Des célèbres Nanas et Tirs à la carabine qui font «saigner» la peinture de Niki de Saint Phalle (1930-2002) aux machines «inutiles» de Jean Tinguely (1925-1991), une grande exposition revisite, à partir du jeudi 26 juin à Paris, la joyeuse radicalité de ce couple d'artistes.
Initialement prévue vendredi, l'ouverture a été reportée «afin de permettre de terminer des opérations de maintenance dans les galeries d'exposition», ont indiqué les organisateurs jeudi.
Quelque 200 œuvres – sculptures, machines automates, installations, tableaux – de la Franco-Américaine et du Suisse ainsi que nombre de photographies, films d’archives rares et lettres-dessins, sont présentés sur 2 000 m² de galeries rénovées du Grand Palais.
L’exposition inaugure la collaboration entre l’édifice à la grande verrière, récemment rénové, et le Centre Pompidou qui doit fermer pour cinq ans de travaux à partir du 22 septembre.
Elle met en lumière les moments clés de la carrière des deux artistes, leurs liens indéfectibles et leur vision de l’art comme acte de rébellion contre les normes, à travers le prisme de Pontus Hulten (1924-2006), leur ami.
Ce tout premier directeur du grand musée national d’art moderne du Centre Pompidou a porté une approche muséale radicale et novatrice.

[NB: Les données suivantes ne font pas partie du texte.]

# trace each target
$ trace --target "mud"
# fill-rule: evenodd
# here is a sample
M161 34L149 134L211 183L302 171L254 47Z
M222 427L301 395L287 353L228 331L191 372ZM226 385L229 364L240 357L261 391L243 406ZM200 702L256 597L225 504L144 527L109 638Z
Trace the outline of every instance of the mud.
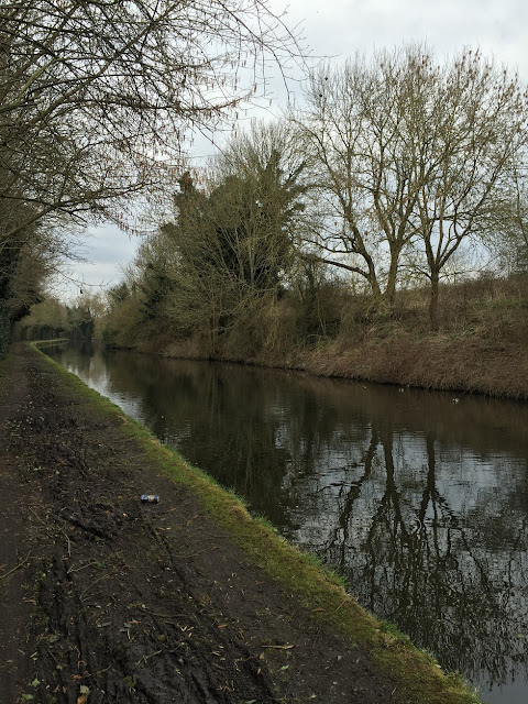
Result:
M28 346L1 382L1 704L395 701L117 416Z

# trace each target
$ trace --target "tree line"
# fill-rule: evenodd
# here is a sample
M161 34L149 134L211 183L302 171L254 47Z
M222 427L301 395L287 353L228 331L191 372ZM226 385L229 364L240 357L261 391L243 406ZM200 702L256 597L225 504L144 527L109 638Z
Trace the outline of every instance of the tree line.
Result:
M0 6L0 354L73 252L163 188L188 130L257 97L299 55L267 0L10 0Z
M438 330L442 280L526 267L527 100L471 50L319 66L301 107L232 136L205 186L180 176L174 217L109 294L108 340L251 356L285 330L332 333L354 299L391 316L413 287Z

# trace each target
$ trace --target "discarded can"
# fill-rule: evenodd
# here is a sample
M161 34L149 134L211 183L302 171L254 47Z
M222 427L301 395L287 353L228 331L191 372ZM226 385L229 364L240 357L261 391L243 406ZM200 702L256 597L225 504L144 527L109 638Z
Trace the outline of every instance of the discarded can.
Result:
M142 494L141 495L141 501L144 504L158 504L160 503L160 496L157 494Z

Il favorisera l’acquisition de leurs œuvres par les institutions et organisera leurs premières rétrospectives en 1980 et 1988, partageant fondamentalement leur part d’utopie et de rêve.

Carabine

Parmi les pépites exposées, l’une des premières Nanas noire de Niki de Saint Phalle, Black Rosy (1965), est «très emblématique de l’ouverture de l’artiste aux problématiques sociétales comme la place de la femme dans la société ou celle des personnes racisées», explique à l’AFP Sophie Duplaix, conservatrice en chef des collections contemporaines au musée d’art moderne du Centre Pompidou et commissaire de l’exposition.

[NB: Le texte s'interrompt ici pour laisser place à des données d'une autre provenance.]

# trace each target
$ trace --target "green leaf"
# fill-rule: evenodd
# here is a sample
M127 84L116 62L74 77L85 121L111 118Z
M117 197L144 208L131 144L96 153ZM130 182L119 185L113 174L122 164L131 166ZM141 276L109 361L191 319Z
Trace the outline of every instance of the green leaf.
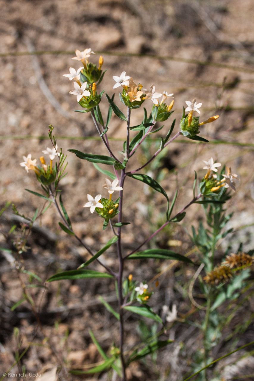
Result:
M127 122L127 118L122 113L121 110L119 109L115 103L114 102L110 97L108 96L108 94L106 94L106 95L109 103L111 106L112 110L116 114L117 117L118 117L118 118L120 118L120 119L122 119L123 120L125 120L125 122Z
M101 155L92 155L91 154L85 154L76 149L68 149L69 152L75 154L76 156L83 160L87 160L91 163L100 163L108 165L113 165L115 159L109 156L105 156Z
M171 125L171 126L170 128L170 130L169 130L169 132L167 133L167 135L166 135L166 137L164 139L164 144L166 144L166 143L167 142L167 141L169 140L169 137L170 136L170 135L173 132L173 130L174 129L174 127L175 126L175 119L174 119L174 120L173 121L173 123L172 123L172 124Z
M168 220L170 218L170 216L171 215L171 213L173 211L173 208L174 207L174 205L175 205L175 202L177 197L177 194L178 193L178 191L177 189L175 191L175 195L174 196L174 199L172 200L172 202L171 203L171 205L170 206L170 209L169 210L169 212L167 213L167 219Z
M99 372L104 370L104 369L110 368L115 360L115 357L111 357L108 360L106 360L103 364L98 365L97 367L95 367L94 368L92 368L89 370L70 370L69 371L72 375L87 375L93 373L98 373Z
M153 353L156 352L161 348L163 348L166 347L168 344L170 344L171 343L173 343L174 340L166 340L161 341L154 341L151 343L150 344L146 346L144 348L141 349L139 352L133 352L130 355L128 363L132 362L132 361L137 361L137 360L140 360L143 357L145 357L150 353Z
M111 101L112 101L114 100L114 98L115 96L114 94L113 94L112 95L112 98L111 98ZM108 127L108 125L109 124L109 122L110 122L110 119L111 119L111 117L112 116L112 108L109 105L109 107L108 109L108 116L107 117L107 121L106 122L106 124L105 127Z
M65 232L66 233L67 233L68 234L69 234L70 235L75 235L75 234L73 232L72 232L71 230L70 230L69 229L68 229L68 228L65 225L64 225L63 224L62 224L61 222L59 222L58 225L61 229L63 229L63 231Z
M180 213L179 214L177 215L175 217L174 217L170 219L170 222L180 222L180 221L182 221L182 219L183 219L184 218L185 215L186 214L186 212L183 212L182 213Z
M82 265L80 265L79 267L78 267L78 268L82 269L84 267L86 267L88 265L88 264L90 264L92 263L97 258L98 258L100 256L101 254L103 254L104 251L106 251L106 250L107 250L109 247L110 247L111 245L113 245L113 243L114 243L115 242L116 242L118 239L118 237L116 235L114 235L113 238L111 238L111 239L110 239L107 243L106 243L104 247L103 247L102 249L99 250L98 253L96 253L96 254L95 254L92 257L92 258L90 258L90 259L88 259L88 261L87 261L84 263L82 263Z
M157 191L157 192L159 192L163 194L166 197L167 201L167 215L169 209L169 200L167 197L167 195L160 184L157 181L155 181L155 180L152 179L149 176L148 176L147 174L129 173L128 174L128 176L130 177L132 177L133 179L135 179L136 180L139 180L140 181L145 182L145 184L147 184L148 185Z
M61 208L62 208L62 210L63 211L63 213L64 217L66 219L66 221L68 223L68 224L69 227L71 229L71 220L70 219L69 216L67 214L67 212L66 211L66 210L64 208L64 205L63 203L63 201L62 201L62 194L60 194L60 196L59 197L59 202L60 202L60 205L61 205Z
M63 271L50 277L47 280L47 282L61 279L83 279L88 278L113 278L110 274L107 272L100 272L94 270L70 270Z
M116 317L117 320L120 320L120 315L119 314L113 309L111 306L110 306L110 304L109 304L107 302L106 302L106 300L103 299L102 296L99 296L98 299L105 306L108 311L109 311L109 312L111 313L111 314L113 314L115 317Z
M127 257L126 259L140 259L143 258L154 258L159 259L177 259L183 262L193 263L187 257L178 253L175 253L167 249L148 249L142 251L134 253Z
M123 226L124 225L129 225L131 224L131 222L117 222L114 225L116 227L120 227L121 226Z
M99 166L98 164L96 164L95 163L93 163L93 164L96 170L104 174L106 174L106 176L108 176L110 178L112 179L112 180L114 180L116 178L116 176L114 173L112 173L112 172L109 172L109 171L107 171L106 170L102 169L102 168Z
M21 299L20 300L19 300L18 302L16 302L15 303L12 307L11 308L11 311L14 311L14 309L18 307L19 306L20 306L23 302L25 302L26 299L25 298L23 298L23 299Z
M52 202L52 200L50 199L49 199L48 197L46 197L46 196L44 196L43 194L41 194L40 193L38 193L37 192L34 192L33 190L30 190L29 189L25 189L25 190L27 190L27 192L29 192L30 193L32 193L33 194L35 194L35 196L38 196L38 197L41 197L42 199L44 199L45 200L47 200L48 201L50 201L50 202Z
M152 310L150 307L148 306L125 306L124 307L124 309L133 312L135 314L137 314L138 315L141 315L145 317L147 317L149 319L152 319L153 320L155 320L158 323L161 324L162 321L159 316L155 314Z
M205 142L206 142L209 141L207 139L205 139L204 138L201 138L201 136L199 136L198 135L194 135L192 136L189 136L189 139L191 139L192 140L199 140L200 141Z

À ses côtés, trois autres personnages sculptés attirent immanquablement le regard: un couple difforme et endimanché, promenant en laisse une immense araignée, «symbole de la mère, avec laquelle l’artiste entretenait des relations difficiles», souligne la commissaire.
Insolites aussi ses tableaux des Tirs, retracés dans un film montrant l’artiste à l’œuvre et dont plusieurs sont exposés.

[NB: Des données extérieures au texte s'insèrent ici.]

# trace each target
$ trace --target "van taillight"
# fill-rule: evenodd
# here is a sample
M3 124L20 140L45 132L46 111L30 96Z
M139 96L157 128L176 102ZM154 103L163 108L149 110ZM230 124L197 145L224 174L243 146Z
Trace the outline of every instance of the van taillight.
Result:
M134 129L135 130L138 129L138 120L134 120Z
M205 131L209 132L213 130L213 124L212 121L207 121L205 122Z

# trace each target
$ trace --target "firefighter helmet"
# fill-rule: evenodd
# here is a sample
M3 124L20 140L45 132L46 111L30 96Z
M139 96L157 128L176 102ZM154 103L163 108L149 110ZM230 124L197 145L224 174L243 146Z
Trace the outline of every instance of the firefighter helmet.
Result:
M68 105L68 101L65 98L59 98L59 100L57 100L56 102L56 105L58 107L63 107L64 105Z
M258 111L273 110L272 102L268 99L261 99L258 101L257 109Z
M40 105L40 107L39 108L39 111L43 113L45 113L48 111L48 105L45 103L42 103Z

«Alors que, jusque-là, elle réalise des œuvres dans la veine de l’art brut et des reliefs, elle débute en 1961 une nouvelle série décapante : elle fixe des poches de couleurs et des œufs, voire des tomates sur des panneaux qu’elle recouvre de plâtre blanc immaculé. Elle les place ensuite à la verticale et tire dessus à la carabine jusqu’à ce que les poches de couleurs explosent, générant des coulées de peinture», explique Mme Duplaix.
«Critique très acerbe de la peinture de chevalet, c’est aussi une manière d’exprimer la puissance féminine puisque la carabine est associée à la masculinité et qu’elle s’en empare pour faire un art très novateur», ajoute-t-elle.

«Défis»

«Techniquement, Tinguely a toujours été aux côtés de Niki de Saint Phalle mais ils se lançaient sans cesse des défis», poursuit Mme Duplaix.
«Lorsqu’ils se rencontrent en 1956 et se mettent en couple en 1960, ils s’installent et travaillent impasse Ronsin (dans le sud de Paris), où (le sculpteur) Brancusi a un atelier. Vers le milieu des années 1960, ils déménageront dans une ancienne auberge de l’Essonne, qui sera leur atelier pendant des années» avant leur séparation, raconte-t-elle.
Jean Tinguely est mort en 1991. Ses obsèques à Fribourg, sa ville natale, auxquelles assistent 10 000 personnes, selon la commissaire, sont retracées dans un film tel «une œuvre en soi avec fanfare, clique de carnaval, machine automate».
Après sa mort, Niki de Saint Phalle lui rendra hommage par une série de tableaux éclatés, présentés dans l’exposition: des éléments peints aux couleurs vives s’assemblant et se séparant grâce à un mécanisme intégré.
Parmi les œuvres exposées les plus spectaculaires de Jean Tinguely, l’Enfer (1984) met en mouvement à intervalles réguliers quantité d’objets – sculptures sonores et mobiles, objets manufacturés et de récupération – sur une immense plateforme, critique féroce de la mécanisation et du progrès technologique de la société industrielle des Trente Glorieuses comme nombre de ses œuvres.
Après sa mort, aidée par Pontus Hulten, Niki de Saint Phalle parachèvera Le Cyclop, monstre de métal visitable et œuvre de toute sa vie.